À l’occasion de son dernier 5 à 7 de la saison, le Théâtre Duceppe a vu juste en faisant rayonner dans ses coulisses la plus récente production du collectif Les Hébertistes, Être ou ne pas être un douchebag, qui prend maintenant son envol au Théâtre La Bordée à Québec. Pour l’écriture de sa deuxième pièce, l’autrice et comédienne Mary-Lee Picknell a eu envie d’explorer les relations homme-femme, mais d’une toute autre manière. Le résultat? Un échange à deux inattendu à la fois drôle et touchant, bousculant des stéréotypes encore bien ancrés dans le monde contemporain.
Inverser les rapports de force
Si rester coincé dans un ascenseur est déjà affolant, imaginez l’être avec votre ex-amant.e à qui vous n’avez pas adressé la parole depuis 10 ans. C’est la prémisse qui attend le public installé autour de ce petit espace clos de 1,5 mètre carré, où Karine (Mary-Lee Picknell) et Malik (Vincent Paquette), s’apprêtent sans le savoir à revisiter un passé qui a bien évolué. Une rencontre fortuite qui déconcerte le personnage de Karine dès les premiers instants, alors qu’elle se dirige, sans trop de hâte, vers un surprise party pour souligner son 40e anniversaire.

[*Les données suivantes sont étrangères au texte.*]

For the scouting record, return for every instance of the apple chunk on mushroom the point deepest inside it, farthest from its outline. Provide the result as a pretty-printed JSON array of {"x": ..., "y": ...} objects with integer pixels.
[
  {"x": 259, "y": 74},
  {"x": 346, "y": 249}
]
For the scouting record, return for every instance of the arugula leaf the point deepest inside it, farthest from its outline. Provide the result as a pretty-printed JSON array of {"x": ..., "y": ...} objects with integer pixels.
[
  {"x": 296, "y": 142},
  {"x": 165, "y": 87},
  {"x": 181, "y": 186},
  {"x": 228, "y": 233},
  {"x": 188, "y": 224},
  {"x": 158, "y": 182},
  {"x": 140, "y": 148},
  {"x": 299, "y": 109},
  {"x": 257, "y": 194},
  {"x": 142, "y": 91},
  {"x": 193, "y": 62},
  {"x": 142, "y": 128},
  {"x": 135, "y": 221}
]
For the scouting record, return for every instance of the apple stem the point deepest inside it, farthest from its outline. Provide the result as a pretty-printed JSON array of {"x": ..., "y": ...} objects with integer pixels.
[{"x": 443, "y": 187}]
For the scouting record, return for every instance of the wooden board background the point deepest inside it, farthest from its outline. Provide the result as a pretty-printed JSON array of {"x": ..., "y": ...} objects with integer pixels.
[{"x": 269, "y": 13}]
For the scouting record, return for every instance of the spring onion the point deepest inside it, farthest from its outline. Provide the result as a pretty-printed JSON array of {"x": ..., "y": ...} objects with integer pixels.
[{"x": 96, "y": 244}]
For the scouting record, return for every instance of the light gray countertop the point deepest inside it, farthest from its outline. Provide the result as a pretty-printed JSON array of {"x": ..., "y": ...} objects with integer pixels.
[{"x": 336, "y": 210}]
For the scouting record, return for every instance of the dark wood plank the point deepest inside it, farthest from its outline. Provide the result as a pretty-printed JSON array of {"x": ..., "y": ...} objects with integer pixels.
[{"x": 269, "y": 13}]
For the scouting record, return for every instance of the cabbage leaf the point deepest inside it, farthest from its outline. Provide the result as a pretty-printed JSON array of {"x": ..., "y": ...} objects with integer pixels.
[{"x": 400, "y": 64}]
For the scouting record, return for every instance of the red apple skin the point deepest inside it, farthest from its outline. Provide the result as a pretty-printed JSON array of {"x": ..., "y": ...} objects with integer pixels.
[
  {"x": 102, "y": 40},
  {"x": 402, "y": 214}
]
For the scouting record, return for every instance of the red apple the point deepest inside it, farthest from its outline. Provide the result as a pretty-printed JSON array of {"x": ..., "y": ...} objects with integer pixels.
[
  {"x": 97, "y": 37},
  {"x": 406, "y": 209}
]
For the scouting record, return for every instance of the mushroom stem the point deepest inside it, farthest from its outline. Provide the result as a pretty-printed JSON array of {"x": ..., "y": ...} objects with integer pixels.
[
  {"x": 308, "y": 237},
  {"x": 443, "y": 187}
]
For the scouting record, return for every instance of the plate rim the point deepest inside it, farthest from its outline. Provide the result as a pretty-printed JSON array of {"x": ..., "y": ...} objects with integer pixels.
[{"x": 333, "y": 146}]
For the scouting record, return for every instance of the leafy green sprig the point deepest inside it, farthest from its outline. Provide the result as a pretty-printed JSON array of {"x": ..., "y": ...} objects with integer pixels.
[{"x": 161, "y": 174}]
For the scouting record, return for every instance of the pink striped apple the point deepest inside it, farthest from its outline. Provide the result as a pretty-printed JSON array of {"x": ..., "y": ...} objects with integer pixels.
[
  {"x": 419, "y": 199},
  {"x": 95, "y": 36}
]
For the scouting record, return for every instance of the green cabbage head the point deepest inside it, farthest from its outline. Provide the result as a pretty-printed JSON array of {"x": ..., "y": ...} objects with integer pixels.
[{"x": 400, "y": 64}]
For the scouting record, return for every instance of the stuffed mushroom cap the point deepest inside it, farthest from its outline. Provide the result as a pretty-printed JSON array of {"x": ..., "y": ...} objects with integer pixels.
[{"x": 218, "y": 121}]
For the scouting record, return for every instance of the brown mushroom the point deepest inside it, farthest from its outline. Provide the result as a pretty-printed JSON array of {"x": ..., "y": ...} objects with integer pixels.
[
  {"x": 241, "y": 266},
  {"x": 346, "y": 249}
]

Dès les premières minutes, on réalise rapidement que les deux ex-amants ont à première vue bien peu de choses en commun. Après tout, une décennie s’est écoulée depuis leur dernière rencontre. Alors que Malik, 30 ans, est plutôt du type voiture et joints, Karine, elle, a plutôt pris le chemin de la sobriété et de la croissance personnelle. Un douchebag, Malik? La désormais quarantenaire le souligne d’emblée au principal intéressé qui remettra rapidement en question ce préjugé. Après tout, comme il le mentionne, il est déjà allé au théâtre et apprécie le travail de Jean-Paul Riopelle (qui, pas de chance, serait lui aussi un douchebag selon Karine, compte tenu de son intérêt pour les voitures et sa tendance à prioriser les boys club).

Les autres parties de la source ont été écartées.